Erfolgreicher Lokaljournalismus: keine Denkvorgaben und keine Vereinfachung

Benjamin Piel, künftiger Chefredaktor vom «Mindener Tageblatt», plädiert für einen Lokaljournalismus «mit weitem Blick». Darin sieht er eine Möglichkeit, um gegen den Vertrauensverlust anzugehen, der auch Folge eines bevormundenden Journalismus sei. «Wer Lügenpresse ruft, ruft ein dummes Wort, das womöglich aus dem nicht so dummen Eindruck berechtigt zu sein scheint, dass Journalisten statt Menschen zu qualifizierten Entscheidungen und einem erwachsenen Blick auf vielfältige Facetten zu befähigen, ihnen Entscheidungen abnehmen wollen.»

Damit gewinnt man einen Pulitzer-Preis

Am kommenden Montag wird an der Columnbia-Universität in New York die weltweit angesehenste Auszeichnung für exzellenten Journalismus vergeben, die Pulitzer-Preise. Roy Peter Clark blickt im Fachmagazin Poynter auf die Gewinner der prestigeträchtigsten Kategorie «Public Service» in den letzten hundert Jahren zurück und stellt für jedes Jahrzehnt einen Preisträger vor. Mit Blick auf künftige Gewinner hält Clark fest: Preiswürdiger Journalismus im Dienste der Öffentlichkeit leistet die Berichterstattung über grosse Fragen, wie Krieg und Frieden, politische Korruption, Naturkatastrophen oder Rassenkonflikte. Diese Themen seien universal und zeitungebunden. «Wir brauchen eine Berichterstattung über Chemiewaffen in Syrien im Jahr 2018, wie wir es 1918 aus dem Ersten Weltkrieg getan haben», so Clark.

Gelöschter Kommentar: Gericht pfeift Facebook zurück

Den folgenden Kommentar auf Facebook unter einem dort geposteten Artikel der «Basler Zeitung» liess das Unternehmen löschen: «Die Deutschen verblöden immer mehr. Kein Wunder, werden sie doch von linken Systemmedien mit Fake News über ‚Facharbeiter‘, sinkende Arbeitslosenzahlen oder Trump täglich zugemüllt.» Nun hat das Landgericht Berlin entschieden, dass Facebook den Kommentar stehen lassen muss.

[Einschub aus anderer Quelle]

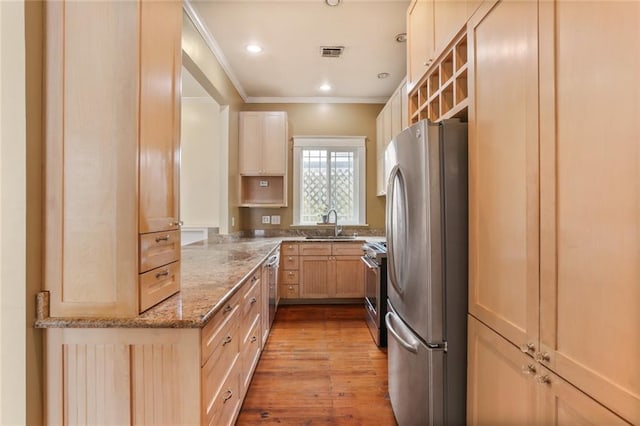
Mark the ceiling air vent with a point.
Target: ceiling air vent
(331, 51)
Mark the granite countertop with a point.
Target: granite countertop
(210, 275)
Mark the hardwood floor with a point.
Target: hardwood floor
(320, 366)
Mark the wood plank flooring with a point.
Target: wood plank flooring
(321, 367)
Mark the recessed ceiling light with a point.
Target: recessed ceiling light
(253, 48)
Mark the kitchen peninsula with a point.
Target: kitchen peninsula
(187, 360)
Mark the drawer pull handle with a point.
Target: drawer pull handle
(544, 379)
(161, 274)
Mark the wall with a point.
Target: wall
(324, 119)
(203, 65)
(35, 159)
(12, 214)
(200, 179)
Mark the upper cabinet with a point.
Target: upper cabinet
(554, 247)
(112, 147)
(263, 159)
(391, 121)
(160, 61)
(263, 143)
(419, 39)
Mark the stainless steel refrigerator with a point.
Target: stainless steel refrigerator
(426, 228)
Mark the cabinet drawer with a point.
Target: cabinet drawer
(315, 249)
(250, 302)
(220, 327)
(289, 291)
(289, 249)
(290, 277)
(289, 262)
(158, 249)
(220, 392)
(346, 249)
(158, 284)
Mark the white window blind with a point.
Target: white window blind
(329, 173)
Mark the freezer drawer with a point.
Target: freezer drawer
(416, 376)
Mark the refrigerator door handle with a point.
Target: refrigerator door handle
(407, 341)
(395, 173)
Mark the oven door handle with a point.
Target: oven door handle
(370, 264)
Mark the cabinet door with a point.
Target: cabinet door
(160, 65)
(250, 145)
(419, 39)
(274, 145)
(503, 170)
(91, 134)
(590, 192)
(314, 277)
(396, 113)
(501, 389)
(449, 16)
(404, 106)
(562, 404)
(349, 276)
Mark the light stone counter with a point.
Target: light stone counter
(210, 275)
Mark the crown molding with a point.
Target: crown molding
(214, 47)
(315, 100)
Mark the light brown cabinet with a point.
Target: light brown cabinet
(159, 376)
(321, 270)
(420, 39)
(390, 121)
(332, 270)
(263, 159)
(112, 130)
(499, 372)
(553, 214)
(503, 173)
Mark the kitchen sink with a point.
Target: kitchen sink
(330, 237)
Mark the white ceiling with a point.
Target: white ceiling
(291, 32)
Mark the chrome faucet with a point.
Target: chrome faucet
(338, 229)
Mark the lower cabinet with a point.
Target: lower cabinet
(507, 386)
(330, 271)
(158, 376)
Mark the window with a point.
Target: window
(329, 173)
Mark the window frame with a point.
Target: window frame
(331, 143)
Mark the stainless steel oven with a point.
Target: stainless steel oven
(374, 260)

Der Anwalt des Schreibers argumentierte, Facebook könne die Daten des Mannes nutzen, im Gegenzug sei es ihm erlaubt, Inhalte abzusetzen, die nicht gegen geltendes Recht verstossen.

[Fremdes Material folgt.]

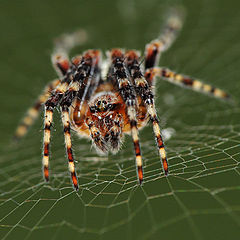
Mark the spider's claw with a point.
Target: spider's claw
(46, 173)
(165, 167)
(74, 180)
(140, 174)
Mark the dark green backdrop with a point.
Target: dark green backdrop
(200, 198)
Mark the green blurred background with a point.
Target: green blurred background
(200, 198)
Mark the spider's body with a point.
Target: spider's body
(103, 100)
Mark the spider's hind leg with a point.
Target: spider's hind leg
(185, 81)
(154, 49)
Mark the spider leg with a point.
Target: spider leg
(144, 91)
(33, 111)
(154, 49)
(122, 78)
(50, 104)
(81, 78)
(185, 81)
(96, 136)
(63, 45)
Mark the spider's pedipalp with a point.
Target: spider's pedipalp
(128, 94)
(154, 49)
(185, 81)
(145, 93)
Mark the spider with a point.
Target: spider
(105, 99)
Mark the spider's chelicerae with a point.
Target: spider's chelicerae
(105, 99)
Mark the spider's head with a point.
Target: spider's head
(106, 120)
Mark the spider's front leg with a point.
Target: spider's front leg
(81, 81)
(33, 112)
(50, 104)
(184, 81)
(121, 79)
(144, 91)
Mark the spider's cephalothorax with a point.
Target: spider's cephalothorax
(103, 100)
(106, 115)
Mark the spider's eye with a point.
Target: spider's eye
(92, 109)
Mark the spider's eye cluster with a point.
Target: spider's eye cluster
(102, 106)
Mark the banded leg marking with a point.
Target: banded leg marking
(185, 81)
(164, 41)
(144, 91)
(46, 141)
(33, 112)
(128, 94)
(135, 137)
(68, 144)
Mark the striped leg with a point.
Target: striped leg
(185, 81)
(81, 80)
(144, 91)
(165, 40)
(50, 104)
(96, 137)
(63, 45)
(68, 144)
(33, 112)
(129, 96)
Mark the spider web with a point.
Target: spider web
(199, 199)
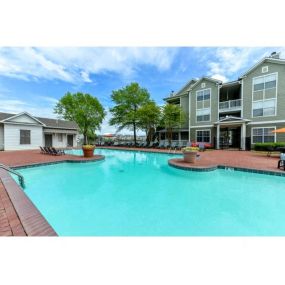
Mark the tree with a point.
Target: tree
(84, 109)
(128, 100)
(149, 117)
(172, 117)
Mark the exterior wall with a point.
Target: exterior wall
(184, 103)
(12, 136)
(24, 119)
(58, 144)
(193, 133)
(279, 137)
(1, 137)
(247, 92)
(214, 103)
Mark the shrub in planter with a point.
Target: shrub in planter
(190, 154)
(268, 146)
(88, 150)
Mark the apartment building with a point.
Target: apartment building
(235, 114)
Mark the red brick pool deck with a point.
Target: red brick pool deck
(19, 217)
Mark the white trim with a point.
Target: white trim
(22, 124)
(276, 92)
(206, 78)
(266, 122)
(264, 69)
(189, 115)
(268, 127)
(209, 130)
(201, 126)
(242, 84)
(273, 60)
(200, 90)
(20, 114)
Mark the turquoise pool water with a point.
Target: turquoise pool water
(138, 194)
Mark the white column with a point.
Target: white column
(243, 135)
(218, 137)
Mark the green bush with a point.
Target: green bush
(268, 146)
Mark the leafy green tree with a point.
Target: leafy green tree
(149, 117)
(172, 117)
(84, 109)
(128, 100)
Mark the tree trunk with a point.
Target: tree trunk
(85, 138)
(135, 135)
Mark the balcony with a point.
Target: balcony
(231, 105)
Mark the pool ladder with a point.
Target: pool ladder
(20, 176)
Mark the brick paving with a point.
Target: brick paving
(10, 224)
(240, 159)
(31, 222)
(231, 158)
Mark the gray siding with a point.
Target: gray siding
(184, 102)
(1, 137)
(214, 102)
(247, 92)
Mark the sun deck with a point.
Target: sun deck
(19, 217)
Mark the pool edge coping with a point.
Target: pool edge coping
(32, 220)
(223, 166)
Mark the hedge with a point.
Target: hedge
(268, 146)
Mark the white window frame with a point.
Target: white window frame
(209, 130)
(270, 127)
(60, 135)
(203, 104)
(264, 69)
(276, 92)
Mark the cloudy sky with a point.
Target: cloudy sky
(33, 79)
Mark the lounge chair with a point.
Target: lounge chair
(174, 145)
(281, 162)
(150, 145)
(55, 151)
(161, 144)
(201, 146)
(42, 150)
(47, 150)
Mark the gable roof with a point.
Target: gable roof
(50, 123)
(208, 79)
(20, 114)
(185, 88)
(265, 59)
(229, 119)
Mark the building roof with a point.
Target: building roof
(265, 59)
(208, 79)
(50, 123)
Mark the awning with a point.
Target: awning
(282, 130)
(59, 131)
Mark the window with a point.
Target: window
(25, 137)
(203, 105)
(264, 82)
(203, 115)
(59, 137)
(264, 69)
(203, 136)
(264, 108)
(262, 135)
(264, 95)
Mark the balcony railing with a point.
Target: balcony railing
(230, 105)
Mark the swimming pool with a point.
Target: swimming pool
(138, 194)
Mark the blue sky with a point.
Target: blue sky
(33, 79)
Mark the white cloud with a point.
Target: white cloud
(77, 64)
(227, 63)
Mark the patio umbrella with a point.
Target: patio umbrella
(108, 135)
(282, 130)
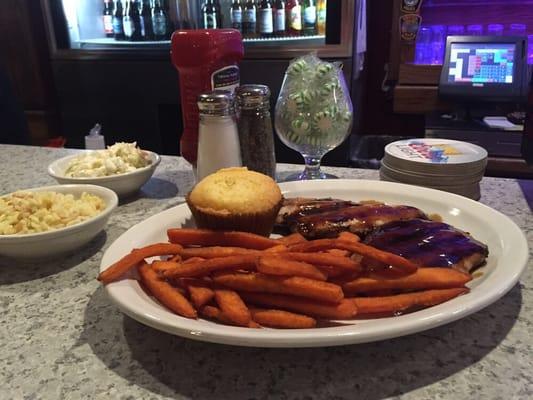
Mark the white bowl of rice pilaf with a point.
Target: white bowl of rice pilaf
(100, 167)
(45, 222)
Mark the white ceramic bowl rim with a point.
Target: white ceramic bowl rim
(52, 169)
(105, 194)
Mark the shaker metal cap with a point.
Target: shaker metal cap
(252, 95)
(217, 102)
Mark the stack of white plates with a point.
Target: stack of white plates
(443, 164)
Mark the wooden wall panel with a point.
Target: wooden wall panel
(25, 57)
(417, 100)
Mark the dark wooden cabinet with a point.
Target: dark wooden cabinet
(25, 57)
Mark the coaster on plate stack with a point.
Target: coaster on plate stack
(449, 165)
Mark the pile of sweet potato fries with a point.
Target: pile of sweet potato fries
(247, 280)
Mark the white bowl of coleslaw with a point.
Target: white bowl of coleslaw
(49, 221)
(96, 167)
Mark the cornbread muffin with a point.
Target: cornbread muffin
(236, 199)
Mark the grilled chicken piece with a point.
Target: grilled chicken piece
(360, 219)
(430, 244)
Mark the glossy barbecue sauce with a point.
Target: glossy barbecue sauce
(428, 243)
(359, 219)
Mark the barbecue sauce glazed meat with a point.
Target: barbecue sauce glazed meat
(430, 244)
(360, 219)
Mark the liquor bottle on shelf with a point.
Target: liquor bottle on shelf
(527, 137)
(118, 24)
(249, 19)
(132, 21)
(309, 17)
(279, 18)
(321, 7)
(219, 14)
(147, 28)
(170, 21)
(236, 15)
(159, 21)
(107, 17)
(294, 17)
(265, 18)
(209, 15)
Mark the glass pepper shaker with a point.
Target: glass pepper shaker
(218, 138)
(255, 128)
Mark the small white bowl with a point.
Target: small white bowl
(122, 184)
(53, 243)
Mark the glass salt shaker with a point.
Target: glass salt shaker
(218, 138)
(256, 135)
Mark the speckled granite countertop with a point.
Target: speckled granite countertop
(61, 338)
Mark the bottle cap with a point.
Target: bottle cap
(94, 140)
(252, 95)
(217, 102)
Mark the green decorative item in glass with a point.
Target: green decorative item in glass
(314, 112)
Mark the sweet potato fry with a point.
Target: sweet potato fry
(193, 260)
(348, 237)
(205, 237)
(116, 270)
(282, 319)
(339, 252)
(200, 292)
(295, 285)
(405, 301)
(276, 249)
(344, 310)
(162, 266)
(423, 278)
(274, 265)
(202, 268)
(406, 266)
(324, 259)
(233, 307)
(165, 293)
(313, 246)
(215, 313)
(291, 239)
(215, 252)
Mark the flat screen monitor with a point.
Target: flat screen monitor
(484, 68)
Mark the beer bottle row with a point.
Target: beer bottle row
(268, 18)
(137, 20)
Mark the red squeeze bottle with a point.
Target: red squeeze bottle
(206, 59)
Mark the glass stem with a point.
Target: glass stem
(312, 167)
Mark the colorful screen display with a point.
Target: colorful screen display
(481, 63)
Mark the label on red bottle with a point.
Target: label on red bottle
(265, 21)
(310, 15)
(108, 24)
(279, 20)
(227, 78)
(296, 18)
(129, 28)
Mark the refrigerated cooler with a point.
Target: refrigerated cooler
(127, 83)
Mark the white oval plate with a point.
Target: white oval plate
(507, 260)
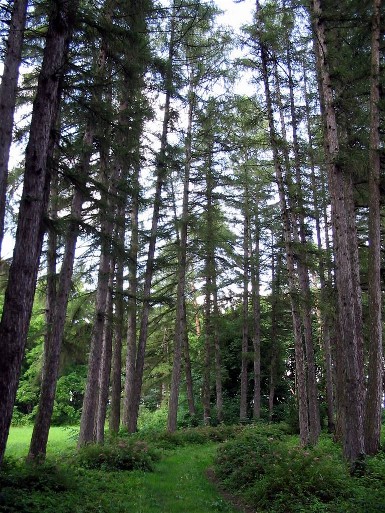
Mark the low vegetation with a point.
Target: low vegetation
(261, 466)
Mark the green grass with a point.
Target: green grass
(178, 484)
(60, 440)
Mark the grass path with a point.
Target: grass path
(178, 485)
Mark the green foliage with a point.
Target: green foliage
(272, 473)
(69, 397)
(179, 483)
(121, 454)
(26, 487)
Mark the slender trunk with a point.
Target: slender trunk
(303, 271)
(256, 306)
(245, 311)
(375, 366)
(161, 174)
(8, 93)
(54, 339)
(88, 421)
(348, 347)
(293, 282)
(188, 372)
(128, 411)
(325, 316)
(180, 321)
(30, 229)
(206, 388)
(116, 365)
(105, 368)
(217, 350)
(273, 331)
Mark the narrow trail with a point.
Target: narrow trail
(180, 485)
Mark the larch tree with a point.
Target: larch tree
(349, 336)
(375, 364)
(30, 231)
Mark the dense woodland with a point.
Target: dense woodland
(197, 216)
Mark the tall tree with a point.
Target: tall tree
(30, 231)
(349, 347)
(375, 364)
(8, 91)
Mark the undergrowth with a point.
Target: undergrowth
(273, 474)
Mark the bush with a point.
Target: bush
(122, 454)
(272, 473)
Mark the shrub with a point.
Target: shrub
(271, 473)
(122, 454)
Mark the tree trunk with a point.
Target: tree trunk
(293, 281)
(30, 230)
(217, 351)
(187, 366)
(326, 321)
(206, 385)
(348, 354)
(245, 311)
(303, 272)
(375, 366)
(116, 366)
(8, 91)
(161, 174)
(105, 368)
(54, 337)
(256, 306)
(128, 405)
(180, 321)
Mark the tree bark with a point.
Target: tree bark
(375, 365)
(326, 321)
(256, 306)
(293, 280)
(30, 230)
(116, 365)
(180, 321)
(54, 337)
(8, 92)
(105, 368)
(161, 174)
(128, 405)
(245, 309)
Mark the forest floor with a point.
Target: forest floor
(180, 483)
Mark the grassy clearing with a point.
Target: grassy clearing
(178, 484)
(61, 440)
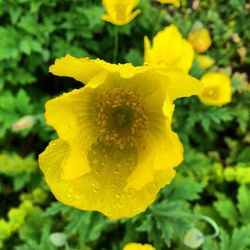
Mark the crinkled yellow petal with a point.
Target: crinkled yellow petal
(92, 72)
(85, 171)
(181, 84)
(216, 90)
(138, 246)
(68, 115)
(167, 153)
(205, 61)
(103, 189)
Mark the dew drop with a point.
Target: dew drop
(118, 196)
(117, 171)
(77, 197)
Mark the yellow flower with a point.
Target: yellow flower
(115, 149)
(204, 61)
(176, 3)
(169, 48)
(119, 12)
(138, 246)
(200, 40)
(216, 89)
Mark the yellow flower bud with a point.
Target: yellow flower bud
(216, 90)
(204, 61)
(138, 246)
(25, 122)
(5, 230)
(200, 40)
(120, 12)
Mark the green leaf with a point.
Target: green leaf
(226, 209)
(243, 205)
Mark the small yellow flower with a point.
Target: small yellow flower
(200, 40)
(138, 246)
(176, 3)
(204, 61)
(23, 123)
(120, 12)
(216, 89)
(115, 149)
(169, 48)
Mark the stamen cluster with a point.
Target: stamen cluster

Weitere Beiträge dieser Woche

Wikipedia: erfolgreiche Selbstregulierung

Während sich die grossen kommerziellen Plattformen im Internet, wie Facebook oder Twitter, regelmässig mit mutmasslichen Rechtsverletzungen herumschlagen müssen, kennt Wikipedia dieses Problem nicht. Viele Rechtsverletzungen würden bereinigt, noch bevor eine Beschwerde eingeht, weiss John Weitzmann, Leiter Politik & Recht bei Wikimedia Deutschland. In ihrem Beitrag für das Medienmagazin MMM widmet sich Christiane Schulzki-Haddouti auch der Frage, «wie die Selbstregulierung durch die Community bei Wikipedia aus demokratischer Sicht zu bewerten ist.» In der Wissenschaft wird das kontrovers diskutiert.

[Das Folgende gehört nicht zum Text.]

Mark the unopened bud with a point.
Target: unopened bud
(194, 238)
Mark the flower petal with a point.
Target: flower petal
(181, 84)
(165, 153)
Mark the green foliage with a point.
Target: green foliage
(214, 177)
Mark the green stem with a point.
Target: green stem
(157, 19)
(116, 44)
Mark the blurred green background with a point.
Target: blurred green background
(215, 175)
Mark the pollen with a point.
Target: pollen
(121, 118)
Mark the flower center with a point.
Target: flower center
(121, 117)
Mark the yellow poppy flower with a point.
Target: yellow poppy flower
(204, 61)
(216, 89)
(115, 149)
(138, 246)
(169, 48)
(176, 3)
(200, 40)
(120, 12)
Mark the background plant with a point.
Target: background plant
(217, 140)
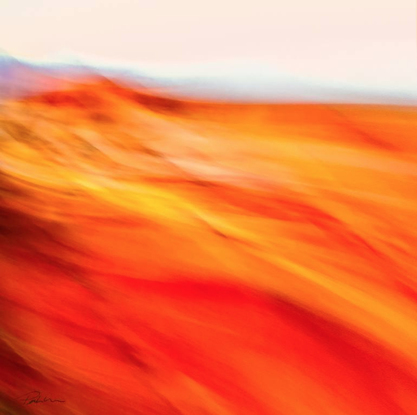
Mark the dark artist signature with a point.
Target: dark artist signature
(35, 397)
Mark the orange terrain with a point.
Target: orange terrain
(162, 256)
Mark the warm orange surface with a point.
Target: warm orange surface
(166, 257)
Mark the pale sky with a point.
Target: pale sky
(348, 42)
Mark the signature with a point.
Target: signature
(35, 397)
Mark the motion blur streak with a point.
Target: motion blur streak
(163, 256)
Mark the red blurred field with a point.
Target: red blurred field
(174, 257)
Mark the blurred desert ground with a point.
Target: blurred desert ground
(171, 256)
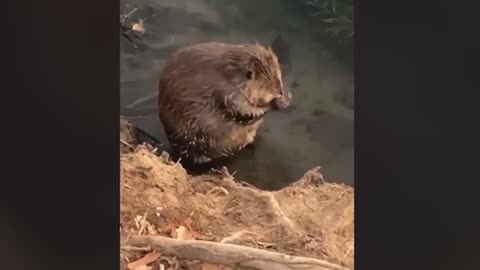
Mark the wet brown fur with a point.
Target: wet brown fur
(212, 97)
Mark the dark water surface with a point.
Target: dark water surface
(317, 131)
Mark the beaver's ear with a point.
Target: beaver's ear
(252, 67)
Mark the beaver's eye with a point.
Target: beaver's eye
(249, 74)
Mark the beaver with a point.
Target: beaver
(213, 96)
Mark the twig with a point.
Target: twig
(231, 255)
(127, 144)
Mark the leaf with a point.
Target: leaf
(150, 257)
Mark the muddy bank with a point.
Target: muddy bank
(309, 217)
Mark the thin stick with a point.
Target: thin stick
(231, 255)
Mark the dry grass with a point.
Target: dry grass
(308, 218)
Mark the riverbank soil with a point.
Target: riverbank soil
(310, 217)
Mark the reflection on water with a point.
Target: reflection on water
(316, 131)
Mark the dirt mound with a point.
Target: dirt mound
(308, 218)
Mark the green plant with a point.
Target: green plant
(335, 15)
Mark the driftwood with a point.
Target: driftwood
(230, 254)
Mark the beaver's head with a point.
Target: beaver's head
(256, 70)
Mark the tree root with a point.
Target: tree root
(229, 254)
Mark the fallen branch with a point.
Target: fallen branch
(229, 254)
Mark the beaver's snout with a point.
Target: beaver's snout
(281, 102)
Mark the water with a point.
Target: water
(318, 131)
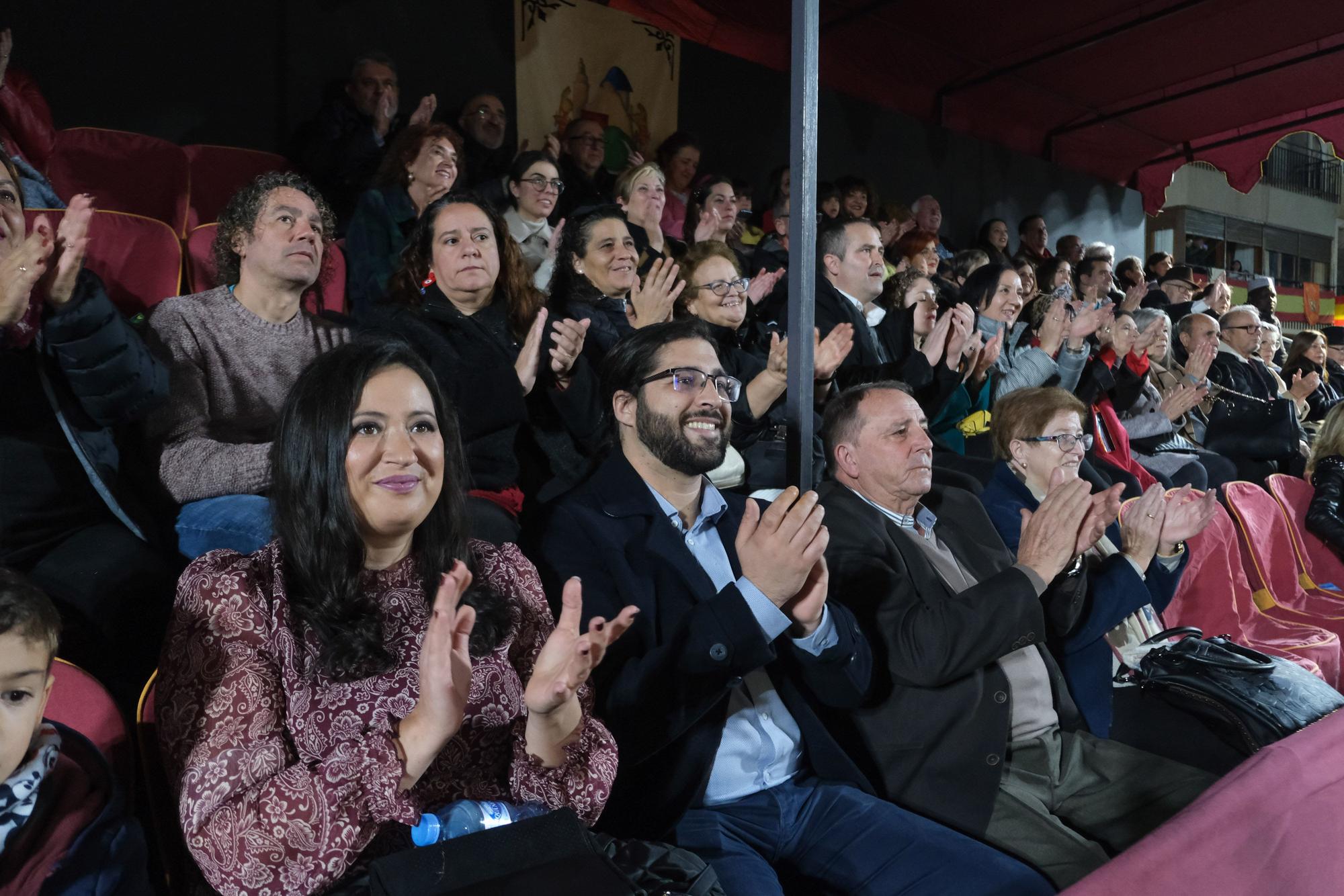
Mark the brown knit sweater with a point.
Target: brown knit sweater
(229, 379)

Sportler werden Medienunternehmer

Ehemalige Basketball- und Baseball-Stars habe in den USA die Online-Plattform «The Players‘ Tribune» gegründet. «Auf der Webseite des Digital-Magazins schreiben Profisportler ihre eigenen Geschichten – ohne Journalisten», schreibt Martin Gardt. Das Projekt funktiontert auch kommerziell und fand problemlos potente Investoren. Nun kommt «The Players‘ Tribune» nach Europa. Botschafter für die Expansion ist Gerard Piqué, Verteidiger des FC Barcelona. Das erste Format mit ihm heisst Piqué+: «In kurzen Videos interviewt der Fußballer Kollegen wie Neymar oder Luis Suárez – wie erkenntnisreich Gespräche zwischen zwei Sport-Millionären sind, muss dann der Nutzer entscheiden.»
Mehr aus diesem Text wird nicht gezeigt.